Right now we are currently running with the Snowplow tracker embedded in a Huskimo like program - not the integration workflow I suggested. It is really working great, but as it grows, so do the number of packages that are emitting events to Snowplow. A handful of thoughts:

  • We are seeing that we can generally run the API extraction process on much cheaper instances. We tend to batch our API and database extractions on daily increments.
  • We have found that to emit a large number of events reliably to Snowplow we need an instance with high networking performance (m4.xlarge and up). The total cost of ownership starts to add up with these instances. This really only becomes and issue on large files with a million or more records (not usually coming from API’s). This will allow us to run the Logfile Source on dedicated instances and ASG.
  • We have a first functioning version of a web based file upload that allows users to map columns in the file to a schema pulled in from Iglu.
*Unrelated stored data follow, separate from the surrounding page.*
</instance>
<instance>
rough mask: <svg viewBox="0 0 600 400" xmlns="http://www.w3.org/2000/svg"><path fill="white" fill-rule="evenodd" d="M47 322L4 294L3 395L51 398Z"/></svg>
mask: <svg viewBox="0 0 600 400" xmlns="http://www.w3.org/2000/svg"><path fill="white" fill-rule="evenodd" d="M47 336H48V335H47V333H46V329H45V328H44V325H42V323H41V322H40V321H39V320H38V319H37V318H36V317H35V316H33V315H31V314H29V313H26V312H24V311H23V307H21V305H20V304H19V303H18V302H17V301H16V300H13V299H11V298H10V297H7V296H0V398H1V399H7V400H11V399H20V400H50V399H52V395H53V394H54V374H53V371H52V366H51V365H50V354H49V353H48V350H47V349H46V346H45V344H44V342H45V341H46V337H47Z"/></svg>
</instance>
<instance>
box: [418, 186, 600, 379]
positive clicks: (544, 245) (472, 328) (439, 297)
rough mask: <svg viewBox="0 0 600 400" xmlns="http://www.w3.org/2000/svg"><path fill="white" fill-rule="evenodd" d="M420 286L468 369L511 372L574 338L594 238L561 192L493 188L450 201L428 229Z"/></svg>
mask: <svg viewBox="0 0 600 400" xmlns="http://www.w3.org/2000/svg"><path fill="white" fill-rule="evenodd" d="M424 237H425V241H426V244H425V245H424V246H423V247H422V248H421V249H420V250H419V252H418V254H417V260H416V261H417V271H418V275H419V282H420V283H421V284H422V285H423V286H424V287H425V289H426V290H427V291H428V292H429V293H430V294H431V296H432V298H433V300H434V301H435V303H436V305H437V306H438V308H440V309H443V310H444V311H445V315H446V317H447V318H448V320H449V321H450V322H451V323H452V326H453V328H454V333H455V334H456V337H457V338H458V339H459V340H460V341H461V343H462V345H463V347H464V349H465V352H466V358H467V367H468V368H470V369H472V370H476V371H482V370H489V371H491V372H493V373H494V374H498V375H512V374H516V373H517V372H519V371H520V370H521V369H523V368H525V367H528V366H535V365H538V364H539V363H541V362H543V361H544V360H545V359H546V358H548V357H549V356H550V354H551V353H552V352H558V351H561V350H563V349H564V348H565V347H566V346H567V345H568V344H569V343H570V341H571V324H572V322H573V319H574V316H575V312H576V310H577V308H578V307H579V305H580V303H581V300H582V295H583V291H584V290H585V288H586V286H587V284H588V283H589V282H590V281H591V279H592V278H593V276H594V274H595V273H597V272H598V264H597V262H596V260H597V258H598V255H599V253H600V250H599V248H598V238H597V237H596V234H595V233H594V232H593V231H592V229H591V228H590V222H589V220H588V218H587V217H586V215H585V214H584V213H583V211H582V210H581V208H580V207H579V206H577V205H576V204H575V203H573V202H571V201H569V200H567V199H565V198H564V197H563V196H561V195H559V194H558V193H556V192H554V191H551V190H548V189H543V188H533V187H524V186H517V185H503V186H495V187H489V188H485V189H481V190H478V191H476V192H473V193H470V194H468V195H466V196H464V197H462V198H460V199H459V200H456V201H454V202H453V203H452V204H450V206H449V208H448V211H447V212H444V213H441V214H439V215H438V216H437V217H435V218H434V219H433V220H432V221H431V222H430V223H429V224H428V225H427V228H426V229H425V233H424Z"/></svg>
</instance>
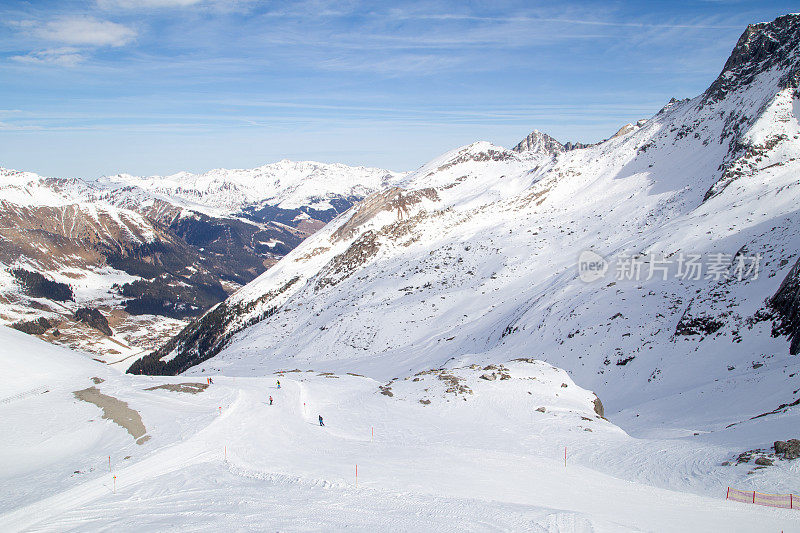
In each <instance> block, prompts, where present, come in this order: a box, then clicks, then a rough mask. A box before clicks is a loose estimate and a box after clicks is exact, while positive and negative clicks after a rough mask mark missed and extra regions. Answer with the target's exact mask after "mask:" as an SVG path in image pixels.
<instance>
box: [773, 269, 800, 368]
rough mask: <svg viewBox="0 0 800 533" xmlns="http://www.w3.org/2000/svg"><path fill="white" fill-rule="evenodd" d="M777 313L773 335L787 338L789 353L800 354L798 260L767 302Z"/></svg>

We then pass this file in as an argument with a configuration file (JSON) to a executable that emits the events. Its very buggy, and we got sidetracked on other work.
  • We find ourselves modifying API extraction code a lot (SDK updates, API Enhancements, Poor documentation, new features). When separating them, we can keep the developers maintaining code that extracts data, formats any data intricacies, and write to S3 (easy concept) and data engineers focused on ingesting those files and getting them into Snowplow / other systems.

We run daily incremental extractions. I can see where this will cause issues when needing to run more frequently than daily. No major problems with Redis, we just got frustrated with managing another database / integration. When we realized we could use a date as our cursor without causing major issues we decided to do that. This definitely wont work with users that want more frequent extracts.

I really don’t recommend letting the C# codebase we are using out into the wild :slight_smile: I will simplify the script to show the process as pseudo code we are using which will be a great starting point for discussion. Happy to contribute/open source anything towards the Logfile source. Would you prefer that here, another thread in Discourse, or a Github case?


#7

Thanks @digitaltouch - that all makes a lot of sense.

I will simplify the script to show the process as pseudo code we are
using which will be a great starting point for discussion. Happy to
contribute/open source anything towards the Logfile source. Would you
prefer that here, another thread in Discourse, or a Github case?

Do you want to create a new ticket in the Logfile Source project with your pseudo-code when you’re ready?